E o que dizer de Cícero, que relatou o Sonho de Cipião, um capítulo fundamental para compreendermos a cultura italiana que permitiu ao cristianismo se difundir para o mundo a partir de Roma? Segue uma passagem atribuída por Cícero ao bravo militar romano:
"E ao olhar para todos os lados, vi outras coisas transcendentalmente gloriosas e maravilhosas. Havia estrelas que nunca vemos daqui de baixo, e todas as estrelas eram imensas, muito além do que jamais imaginamos. A menor delas era aquela que, mais distante do céu e mais próxima da Terra, brilhava com uma luz emprestada. Mas os globos estrelados superavam em muito a Terra em magnitude. Na verdade, a própria Terra me pareceu tão pequena que me fez sentir vergonha de nosso império, que era um mero ponto em sua superfície."

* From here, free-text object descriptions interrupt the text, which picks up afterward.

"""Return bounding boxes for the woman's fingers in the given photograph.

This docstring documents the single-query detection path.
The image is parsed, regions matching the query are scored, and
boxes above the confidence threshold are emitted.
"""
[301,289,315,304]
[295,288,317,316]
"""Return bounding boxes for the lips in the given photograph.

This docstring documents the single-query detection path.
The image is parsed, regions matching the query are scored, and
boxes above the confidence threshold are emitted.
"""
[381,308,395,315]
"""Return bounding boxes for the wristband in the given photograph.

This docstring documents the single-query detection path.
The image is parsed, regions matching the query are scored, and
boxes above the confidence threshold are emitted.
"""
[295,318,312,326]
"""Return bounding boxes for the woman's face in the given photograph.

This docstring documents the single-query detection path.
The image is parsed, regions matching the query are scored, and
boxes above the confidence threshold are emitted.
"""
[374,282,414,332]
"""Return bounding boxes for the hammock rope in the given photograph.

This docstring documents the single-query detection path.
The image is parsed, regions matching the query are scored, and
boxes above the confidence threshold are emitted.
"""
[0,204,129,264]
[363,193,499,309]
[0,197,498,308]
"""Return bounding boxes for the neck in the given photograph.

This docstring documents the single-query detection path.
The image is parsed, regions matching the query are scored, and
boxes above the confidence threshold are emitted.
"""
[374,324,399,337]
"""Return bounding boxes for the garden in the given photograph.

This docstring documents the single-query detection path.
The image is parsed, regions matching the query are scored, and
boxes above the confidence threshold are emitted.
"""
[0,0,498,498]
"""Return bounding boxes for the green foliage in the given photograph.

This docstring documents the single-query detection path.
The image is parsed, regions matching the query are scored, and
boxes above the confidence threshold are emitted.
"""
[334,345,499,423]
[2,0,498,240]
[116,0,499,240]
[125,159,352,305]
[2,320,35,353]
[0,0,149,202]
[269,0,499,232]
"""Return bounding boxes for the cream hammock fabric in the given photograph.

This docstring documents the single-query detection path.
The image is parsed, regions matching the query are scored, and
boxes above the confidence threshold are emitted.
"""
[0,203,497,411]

Está na hora de Meloni e Tajani relerem o Sonho de Cipião. A Itália, geograficamente, ocupa uma pequena porção do universo, mas a cultura italiana tem poder para abraçar o mundo, embora este mundo seja apenas mais uma esfera a girar num sistema muito maior do que podemos conceber. Então, limitar o direito de cidadania ao neto de quem nasceu na península itálica é diminuir uma nação em termos históricos, algo muito mais importante do que o aspecto geográfico. Assim, a história vai ignorar a geografia e colocar Meloni e Tajani no mesmo panteão de Vargas, que encerrou sua vida disparando uma pistola contra o próprio peito.
O que resta para nós, cidadãos de segunda classe? Honrar a memória e o esforço dos nossos antepassados. Pouco importa se eles eram italianos, poloneses, africanos ou nativos do Brasil. Nossa família vem acima das pátrias, pois as pátrias, vilipendiadas por ocupantes transitórios do poder, já nos desampararam outras vezes. Porém, numa família honrada, pais cuidam de seus filhos e filhos acolhem seus pais quando chega a adversidade. Sempre foi assim e será assim que sobreviveremos aos desgostos provocados pelas convenções passageiras de gente que se acha mais importante do que os outros.